Gen Z style is ruled by aesthetics. Online aesthetics are like traditional styles — think preppy or goth — but more niche and more all-encompassing while also being less restricting. And aesthetic dictates personal style, music preferences, and how you edit your Instagram photos, but it also dictates your hobbies, values, and goals. These aesthetics are built around fantasies of an idealized world.

For example, Dark Academia is based on the imaginary life of a British boarding school or American ivy league and small liberal arts colleges in Vermont. It involves dark neutrals, plaid, wool, blazers, and thick sweaters. Dark Academia kids like classic literature, Donna Tartt, and strong coffee drinks. They tend to idealize and strive for intelligence, worldliness, and ambition.

This romanticization has birthed countless internet subcultures like cottagecore, regencycore, romantic academia, Euphoria (based on HBO’s hit series), VSCO girl, and countless more. While these hyper-niche styles may seem constricting, they tend to be more accepting than traditional subcultures. Previously, goth kids only had friends who were goths or some adjacent style. Preppy kids hung out with other preppy kids. Now it’s perfectly normal to see friend groups made up of multiple, unrelated aesthetics.

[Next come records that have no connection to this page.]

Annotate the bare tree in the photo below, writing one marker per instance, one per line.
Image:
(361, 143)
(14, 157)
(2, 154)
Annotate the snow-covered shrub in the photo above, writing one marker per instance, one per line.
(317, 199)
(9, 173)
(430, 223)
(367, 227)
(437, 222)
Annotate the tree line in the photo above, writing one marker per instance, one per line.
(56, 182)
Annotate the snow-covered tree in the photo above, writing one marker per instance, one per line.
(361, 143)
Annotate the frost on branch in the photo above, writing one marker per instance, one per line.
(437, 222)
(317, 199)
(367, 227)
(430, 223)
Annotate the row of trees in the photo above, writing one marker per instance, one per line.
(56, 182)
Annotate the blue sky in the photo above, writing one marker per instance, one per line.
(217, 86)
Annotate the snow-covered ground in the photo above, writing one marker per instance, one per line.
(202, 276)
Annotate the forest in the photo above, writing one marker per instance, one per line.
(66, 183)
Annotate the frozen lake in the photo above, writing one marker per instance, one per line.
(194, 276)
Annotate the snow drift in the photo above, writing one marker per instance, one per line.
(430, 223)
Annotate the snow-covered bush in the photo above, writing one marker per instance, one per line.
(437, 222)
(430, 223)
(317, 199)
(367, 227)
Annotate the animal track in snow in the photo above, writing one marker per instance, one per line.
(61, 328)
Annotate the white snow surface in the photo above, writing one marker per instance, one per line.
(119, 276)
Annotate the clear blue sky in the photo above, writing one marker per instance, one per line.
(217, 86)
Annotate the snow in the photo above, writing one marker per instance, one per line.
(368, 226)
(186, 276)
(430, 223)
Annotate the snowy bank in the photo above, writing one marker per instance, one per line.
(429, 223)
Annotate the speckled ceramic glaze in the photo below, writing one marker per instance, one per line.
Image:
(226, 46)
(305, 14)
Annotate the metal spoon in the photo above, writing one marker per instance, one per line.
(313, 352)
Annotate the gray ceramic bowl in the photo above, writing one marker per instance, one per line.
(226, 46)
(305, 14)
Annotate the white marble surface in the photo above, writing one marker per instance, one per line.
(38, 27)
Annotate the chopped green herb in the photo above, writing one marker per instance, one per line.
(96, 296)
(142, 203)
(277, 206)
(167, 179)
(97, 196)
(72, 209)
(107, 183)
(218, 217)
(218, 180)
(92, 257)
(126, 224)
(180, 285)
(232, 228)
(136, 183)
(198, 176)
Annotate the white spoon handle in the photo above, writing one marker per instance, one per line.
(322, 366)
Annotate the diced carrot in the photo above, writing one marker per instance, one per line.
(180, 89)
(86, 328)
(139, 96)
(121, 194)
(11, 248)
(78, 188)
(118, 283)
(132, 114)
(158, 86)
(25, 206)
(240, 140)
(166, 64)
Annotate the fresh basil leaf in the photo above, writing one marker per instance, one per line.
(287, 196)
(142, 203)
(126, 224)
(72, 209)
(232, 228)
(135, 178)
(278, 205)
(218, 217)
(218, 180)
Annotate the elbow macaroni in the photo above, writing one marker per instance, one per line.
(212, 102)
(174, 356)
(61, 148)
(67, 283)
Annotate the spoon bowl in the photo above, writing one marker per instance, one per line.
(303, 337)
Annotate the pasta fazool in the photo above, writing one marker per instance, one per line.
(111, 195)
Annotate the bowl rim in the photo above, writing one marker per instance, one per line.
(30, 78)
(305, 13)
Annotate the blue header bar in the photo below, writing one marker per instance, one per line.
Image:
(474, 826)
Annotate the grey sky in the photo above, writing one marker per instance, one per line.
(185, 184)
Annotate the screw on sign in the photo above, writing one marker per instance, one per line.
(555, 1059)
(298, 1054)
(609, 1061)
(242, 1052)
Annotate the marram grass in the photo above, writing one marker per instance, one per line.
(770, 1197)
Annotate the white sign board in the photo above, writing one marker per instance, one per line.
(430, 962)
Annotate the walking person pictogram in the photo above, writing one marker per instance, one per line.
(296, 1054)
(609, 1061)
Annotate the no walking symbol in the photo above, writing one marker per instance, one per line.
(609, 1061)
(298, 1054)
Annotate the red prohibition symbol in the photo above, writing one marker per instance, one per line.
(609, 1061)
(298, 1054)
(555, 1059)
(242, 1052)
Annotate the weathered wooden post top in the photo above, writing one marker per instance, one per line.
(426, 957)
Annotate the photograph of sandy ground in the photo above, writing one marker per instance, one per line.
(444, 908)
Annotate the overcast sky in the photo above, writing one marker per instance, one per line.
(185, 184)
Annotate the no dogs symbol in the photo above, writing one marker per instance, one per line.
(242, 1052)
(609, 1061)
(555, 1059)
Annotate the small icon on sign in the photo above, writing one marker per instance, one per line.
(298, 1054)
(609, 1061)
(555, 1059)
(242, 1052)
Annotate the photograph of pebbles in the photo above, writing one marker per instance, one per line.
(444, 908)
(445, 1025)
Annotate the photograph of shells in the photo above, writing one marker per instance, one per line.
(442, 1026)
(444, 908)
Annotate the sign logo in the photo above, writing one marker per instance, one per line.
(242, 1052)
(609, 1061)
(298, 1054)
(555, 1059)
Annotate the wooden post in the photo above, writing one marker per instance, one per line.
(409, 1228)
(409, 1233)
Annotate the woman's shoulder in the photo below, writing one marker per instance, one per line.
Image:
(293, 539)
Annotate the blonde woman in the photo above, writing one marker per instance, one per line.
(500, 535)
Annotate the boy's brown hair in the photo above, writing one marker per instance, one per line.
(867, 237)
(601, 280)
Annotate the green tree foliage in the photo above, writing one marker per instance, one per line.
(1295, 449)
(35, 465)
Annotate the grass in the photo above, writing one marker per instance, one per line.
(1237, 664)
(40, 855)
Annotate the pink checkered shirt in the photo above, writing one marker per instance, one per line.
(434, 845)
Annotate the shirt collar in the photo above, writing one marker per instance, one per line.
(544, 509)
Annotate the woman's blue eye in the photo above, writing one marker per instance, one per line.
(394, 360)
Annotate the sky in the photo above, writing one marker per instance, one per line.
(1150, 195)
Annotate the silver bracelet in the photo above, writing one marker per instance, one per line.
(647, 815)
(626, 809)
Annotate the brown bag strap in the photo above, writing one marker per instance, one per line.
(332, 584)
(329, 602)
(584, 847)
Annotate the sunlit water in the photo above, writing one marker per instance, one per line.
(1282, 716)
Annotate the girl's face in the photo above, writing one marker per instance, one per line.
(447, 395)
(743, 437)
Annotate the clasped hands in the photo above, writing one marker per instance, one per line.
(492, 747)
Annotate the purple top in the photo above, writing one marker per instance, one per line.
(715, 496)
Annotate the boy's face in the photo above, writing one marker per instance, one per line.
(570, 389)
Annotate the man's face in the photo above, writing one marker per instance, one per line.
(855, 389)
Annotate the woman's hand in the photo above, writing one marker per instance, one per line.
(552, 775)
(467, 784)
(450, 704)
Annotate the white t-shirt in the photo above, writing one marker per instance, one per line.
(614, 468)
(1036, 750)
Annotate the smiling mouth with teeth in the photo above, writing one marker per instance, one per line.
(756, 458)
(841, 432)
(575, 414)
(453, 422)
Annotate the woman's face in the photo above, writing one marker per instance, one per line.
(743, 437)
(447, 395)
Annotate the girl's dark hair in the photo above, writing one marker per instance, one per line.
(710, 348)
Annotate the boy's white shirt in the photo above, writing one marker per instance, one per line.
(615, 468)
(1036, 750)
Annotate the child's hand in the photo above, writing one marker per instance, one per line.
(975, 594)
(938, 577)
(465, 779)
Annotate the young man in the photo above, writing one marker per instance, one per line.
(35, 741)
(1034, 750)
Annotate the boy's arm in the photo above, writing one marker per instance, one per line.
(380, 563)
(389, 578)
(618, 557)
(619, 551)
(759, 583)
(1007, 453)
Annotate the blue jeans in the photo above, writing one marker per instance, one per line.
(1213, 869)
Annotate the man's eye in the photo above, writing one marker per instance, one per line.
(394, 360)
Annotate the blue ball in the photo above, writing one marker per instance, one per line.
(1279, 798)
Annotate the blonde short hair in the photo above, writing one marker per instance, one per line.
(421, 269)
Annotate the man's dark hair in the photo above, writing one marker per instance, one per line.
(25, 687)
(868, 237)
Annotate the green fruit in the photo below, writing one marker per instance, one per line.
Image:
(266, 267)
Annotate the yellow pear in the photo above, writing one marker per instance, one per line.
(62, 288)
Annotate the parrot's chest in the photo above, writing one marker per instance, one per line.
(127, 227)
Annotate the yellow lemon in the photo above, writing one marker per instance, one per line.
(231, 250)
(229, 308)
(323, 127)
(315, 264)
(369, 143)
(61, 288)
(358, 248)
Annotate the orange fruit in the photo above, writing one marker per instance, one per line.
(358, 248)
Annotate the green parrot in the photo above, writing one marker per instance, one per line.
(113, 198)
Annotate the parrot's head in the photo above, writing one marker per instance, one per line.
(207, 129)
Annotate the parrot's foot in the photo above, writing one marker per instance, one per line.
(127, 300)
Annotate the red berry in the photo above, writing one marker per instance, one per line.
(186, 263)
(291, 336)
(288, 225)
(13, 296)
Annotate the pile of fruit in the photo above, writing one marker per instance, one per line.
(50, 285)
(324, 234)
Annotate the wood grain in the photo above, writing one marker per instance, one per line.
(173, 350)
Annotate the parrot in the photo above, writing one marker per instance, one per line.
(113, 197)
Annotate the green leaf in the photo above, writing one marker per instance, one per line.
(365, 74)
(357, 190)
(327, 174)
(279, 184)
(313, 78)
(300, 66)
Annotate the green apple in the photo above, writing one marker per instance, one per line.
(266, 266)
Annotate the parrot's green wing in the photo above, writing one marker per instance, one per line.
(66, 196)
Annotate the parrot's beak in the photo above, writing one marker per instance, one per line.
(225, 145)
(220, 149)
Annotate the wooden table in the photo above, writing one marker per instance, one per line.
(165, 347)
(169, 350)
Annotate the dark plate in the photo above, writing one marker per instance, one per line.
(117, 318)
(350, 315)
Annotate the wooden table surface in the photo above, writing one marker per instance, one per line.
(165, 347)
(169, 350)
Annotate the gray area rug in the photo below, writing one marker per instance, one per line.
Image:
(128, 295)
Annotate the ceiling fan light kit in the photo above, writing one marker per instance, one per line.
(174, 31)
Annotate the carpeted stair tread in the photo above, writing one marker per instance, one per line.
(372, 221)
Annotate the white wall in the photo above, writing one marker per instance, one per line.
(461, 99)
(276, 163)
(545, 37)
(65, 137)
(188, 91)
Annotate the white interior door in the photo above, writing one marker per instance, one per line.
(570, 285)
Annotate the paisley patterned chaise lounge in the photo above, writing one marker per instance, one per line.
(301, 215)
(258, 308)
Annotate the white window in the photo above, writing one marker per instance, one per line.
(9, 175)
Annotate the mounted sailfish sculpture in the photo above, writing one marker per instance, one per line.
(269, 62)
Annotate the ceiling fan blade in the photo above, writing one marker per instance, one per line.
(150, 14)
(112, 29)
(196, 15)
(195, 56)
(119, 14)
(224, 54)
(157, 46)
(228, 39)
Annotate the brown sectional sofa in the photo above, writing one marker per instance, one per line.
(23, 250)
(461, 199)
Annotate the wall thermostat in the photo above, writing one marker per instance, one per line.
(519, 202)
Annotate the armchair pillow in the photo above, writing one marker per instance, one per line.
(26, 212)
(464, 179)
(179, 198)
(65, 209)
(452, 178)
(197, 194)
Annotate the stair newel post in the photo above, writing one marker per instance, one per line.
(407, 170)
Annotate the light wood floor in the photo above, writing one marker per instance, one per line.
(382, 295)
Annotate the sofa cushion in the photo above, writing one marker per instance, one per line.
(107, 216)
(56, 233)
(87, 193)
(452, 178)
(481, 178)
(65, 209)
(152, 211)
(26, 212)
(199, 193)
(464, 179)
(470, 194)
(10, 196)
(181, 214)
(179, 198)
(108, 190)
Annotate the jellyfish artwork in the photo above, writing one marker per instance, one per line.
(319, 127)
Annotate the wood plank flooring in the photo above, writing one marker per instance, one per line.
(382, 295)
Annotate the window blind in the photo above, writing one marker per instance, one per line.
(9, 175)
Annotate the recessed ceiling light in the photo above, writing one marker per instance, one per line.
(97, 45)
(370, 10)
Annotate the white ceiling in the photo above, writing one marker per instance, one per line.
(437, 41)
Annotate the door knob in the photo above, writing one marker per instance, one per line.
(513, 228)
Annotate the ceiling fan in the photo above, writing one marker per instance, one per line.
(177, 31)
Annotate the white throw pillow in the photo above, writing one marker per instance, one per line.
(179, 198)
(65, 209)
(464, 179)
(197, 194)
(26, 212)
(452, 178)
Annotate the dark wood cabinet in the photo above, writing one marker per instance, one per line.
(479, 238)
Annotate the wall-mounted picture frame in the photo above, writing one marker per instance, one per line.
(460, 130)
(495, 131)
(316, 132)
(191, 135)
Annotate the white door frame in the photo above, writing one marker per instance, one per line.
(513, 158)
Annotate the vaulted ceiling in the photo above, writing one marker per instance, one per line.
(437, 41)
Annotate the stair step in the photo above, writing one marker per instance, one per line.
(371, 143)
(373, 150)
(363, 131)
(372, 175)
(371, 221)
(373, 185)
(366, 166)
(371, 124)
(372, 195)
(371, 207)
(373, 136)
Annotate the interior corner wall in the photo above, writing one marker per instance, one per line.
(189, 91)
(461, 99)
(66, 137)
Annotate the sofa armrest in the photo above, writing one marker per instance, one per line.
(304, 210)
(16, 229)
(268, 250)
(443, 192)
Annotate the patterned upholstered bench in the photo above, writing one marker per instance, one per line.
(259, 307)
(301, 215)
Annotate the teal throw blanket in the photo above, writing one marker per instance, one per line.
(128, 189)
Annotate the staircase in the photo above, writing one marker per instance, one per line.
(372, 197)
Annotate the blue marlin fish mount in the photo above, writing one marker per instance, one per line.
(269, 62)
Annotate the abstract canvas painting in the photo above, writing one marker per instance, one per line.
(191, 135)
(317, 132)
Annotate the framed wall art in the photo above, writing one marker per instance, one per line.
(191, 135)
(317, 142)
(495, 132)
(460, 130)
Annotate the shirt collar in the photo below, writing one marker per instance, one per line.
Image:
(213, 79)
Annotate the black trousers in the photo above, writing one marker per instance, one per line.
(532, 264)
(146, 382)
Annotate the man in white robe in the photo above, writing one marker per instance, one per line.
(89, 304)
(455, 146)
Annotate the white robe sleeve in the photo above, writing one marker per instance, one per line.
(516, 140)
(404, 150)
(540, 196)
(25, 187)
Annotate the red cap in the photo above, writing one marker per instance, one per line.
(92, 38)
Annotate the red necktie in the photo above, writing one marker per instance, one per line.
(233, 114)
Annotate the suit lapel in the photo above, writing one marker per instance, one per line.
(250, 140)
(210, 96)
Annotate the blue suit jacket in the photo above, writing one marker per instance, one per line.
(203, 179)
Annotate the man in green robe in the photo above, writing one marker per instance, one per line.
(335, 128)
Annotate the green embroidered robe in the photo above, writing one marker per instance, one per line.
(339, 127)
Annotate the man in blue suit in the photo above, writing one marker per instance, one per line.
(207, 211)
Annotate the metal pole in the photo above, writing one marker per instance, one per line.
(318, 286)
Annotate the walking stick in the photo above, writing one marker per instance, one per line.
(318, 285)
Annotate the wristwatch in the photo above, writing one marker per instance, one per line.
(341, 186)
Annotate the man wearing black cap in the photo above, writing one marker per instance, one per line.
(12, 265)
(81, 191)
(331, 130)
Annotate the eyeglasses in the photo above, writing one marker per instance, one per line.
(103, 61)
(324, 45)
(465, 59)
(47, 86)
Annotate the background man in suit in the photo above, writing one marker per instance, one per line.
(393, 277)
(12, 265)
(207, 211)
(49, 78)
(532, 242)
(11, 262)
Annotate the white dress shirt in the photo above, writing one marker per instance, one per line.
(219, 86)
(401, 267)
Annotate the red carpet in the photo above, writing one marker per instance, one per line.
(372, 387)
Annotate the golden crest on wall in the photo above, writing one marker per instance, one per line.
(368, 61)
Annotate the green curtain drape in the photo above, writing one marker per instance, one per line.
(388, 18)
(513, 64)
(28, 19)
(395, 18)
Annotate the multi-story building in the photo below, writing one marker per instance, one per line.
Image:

This is because Gen Z is very focused on the personal, even when following a prescribed style. When “dressing for the ‘gram,” the goal is to find a stand-out piece of clothing that will make you the envy of the other people in your style, but will also afford you crossover success. This interest in finding one-of-a-kind pieces as well as the generation’s interest in sustainability has seen a rise in thrifting and high-end vintage resale. The resale industry is expected to grow by 500% in the next five years alone. Gen Z’s interest in sustainable fashion perfectly mirror’s Westwood’s own interest. The designer has donated thousands of pounds to Britain’s Green Party. The brand’s motto is “buy less, choose well.”

Westwood has managed to keep her finger to the pulse of youth culture for the past 50 years. With two viral pieces in the past two years, it seems that she’s poised to make another comeback. Her fall/winter 2021 collection has tapped into some of the styles currently trending on TikTok and Instagram such as the use of Renaissance artwork, regency-inspired necklines, and corsets. Granted, these have always been staples in her brand so it seems the trends have just found their way back to her rather than the other way around.

Vivienne Westwood has helped shape some of the most iconic fashion movements in the past century. Her commitment to authenticity has allowed her designs to remain in the lexicon of youth culture despite the designer turning 80 this year. I, for one, am excited to see how Westwood is going to help shape fashion in the 2020s.